No sábado, ao fim da tarde, meu pai matava um frango e aparava o sangue. Entrava com ele, saído do galinheiro e colocava na bacia da pia. Eu adorava. Segunda parte do sábado feliz era a aula de Ciências da minha mãe. Ela me ensinava sem ensinar como mestra que faz. Vez ou outra explicava sobre o fel, sobre os miúdos, sobre os ovinhos amarelinhos que ainda virariam ovos e talvez pintinhos. Temperava tudo para o dia seguinte. Depois eu e ela escolhíamos feijão e deixávamos de molho para o dia seguinte. Se tivesse tempo bom, mais tarde eu ia brincar de pique-bandeira na frente de casa ou andar de bicicleta. A minha era emprestada. Só meu irmão e minha irmã mais velha é que tinham as deles. A porta da minha casa tinha uma janelinha que dava para o alpendre e de lá minha mãe, de tempos em tempos, ia ver se eu estava ali, quando não me via, saía e deparava comigo voando lá no fim da rua. Eu ouvia o chamado e voltava.
Nos almoços de domingo tinha sempre macarrão, mas … macarrão mineiro, quer dizer, com pouco molho de tomates, só pra dar uma cor, nada desses molhos italianos de hoje. Mineiros comem arroz e feijão – frescos – todos os dias, inclusive com macarrão, comida de domingo, dizia a vovó. O frango era refogado, com pouco tomate e bem temperadinho. Antes do almoço minha mãe fazia os miúdos, como aperitivos pra nós, eu e meu irmão gostávamos do coração, da moela, e os outros do fígado, do sangue etc. Aí a gente petiscava. Meu pai ia moer a cana na moenda feita por ele. Eu ajudava, limpava a cana, mas não raspava – ele não queria que me machucasse – e ia dando a ele. Saía aquele caldo maravilhoso, peneirado, que eu carregava pra dentro de casa – sem derramar – e voltava pra pegar mais. Na geladeira, o néctar dos deuses se preparava para nos embriagar. Meu pai dizia: “Da nossa horta”.
As sobremesas eram as nossas frutas. (Até hoje nunca como uma apenas.) Tínhamos muitas variedades no quintal. Era só colher.
Como também era só colher os antúrios de muitas cores e ficar namorando as orquídeas.
Minha mãe sempre descansou após o almoço. “Tá dormindo, mãe?” ”Só descansando os olhos”. Mas depois, de arrumarmos a cozinha, íamos caçar parasitas nas árvores da Rio-Petrópolis, as vandas. Minha mãe cuidava delas como cuidava dos filhos. Meninota, tinha até ciúme daquilo.
Mais tarde, andávamos de bicicleta, batíamos papo, falávamos dos cantores da Jovem Guarda etc. Tínhamos muitos amigos na mesma rua, com as mesmas idades, estudando na mesma escola, com pais recebendo salários muito parecidos da mesma fábrica, a FNM.
Quando ando pelas ruas mineiras e sinto o cheirinho de refogado de tomates na panela, adivinho logo, vai ter macarrão, vai ter frango. Como nos domingos de minha infância.

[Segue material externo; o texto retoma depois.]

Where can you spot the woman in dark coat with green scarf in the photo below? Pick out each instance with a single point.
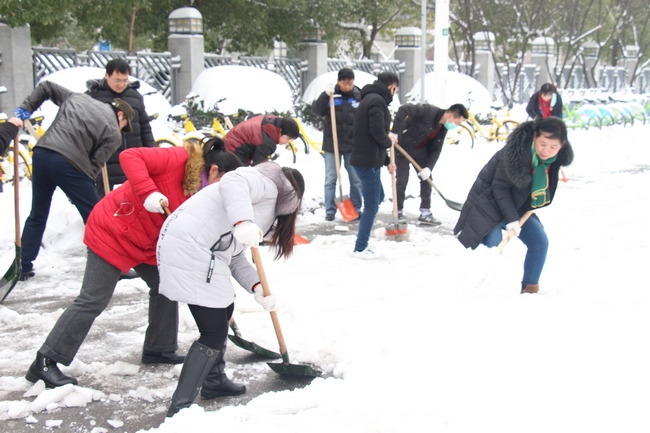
(520, 177)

Poesia e texto: Odonir Oliveira

Fotos de arquivo pessoal

Vídeo: Canal Odonir Oliveira

Trem de ferro, Manuel Bandeira

TREM DE CARGA

Nos dormentes,
vagões vazios
dormem
solitários
de vozes
risos abraços beijos.

Despedidas ausentes
chegadas ausentes
encontros e reencontros
ausentes.

Carga pesada
fantasma
que apita
chegadas
partidas
sem paradas
sem estações sentimentais
sem coloridos de saias e calças roçantes nos corpos
sem cheiro de corpos roçando os sentidos
sem massa de almas
desejos súplicas.

Vagões de carga apenas
suportando o peso das remessas diárias,
eternamente.

COMO ENCANTAR MENINAS E MENINOS COM POESIAS?
Ah, ninguém gosta de poesia. Poesia é de difícil interpretação.
Nos tempos atuais a moçada não tem paciência nem concentração pra ler poesia não.
Até eu que sou professora tenho dificuldade pra entender poesia …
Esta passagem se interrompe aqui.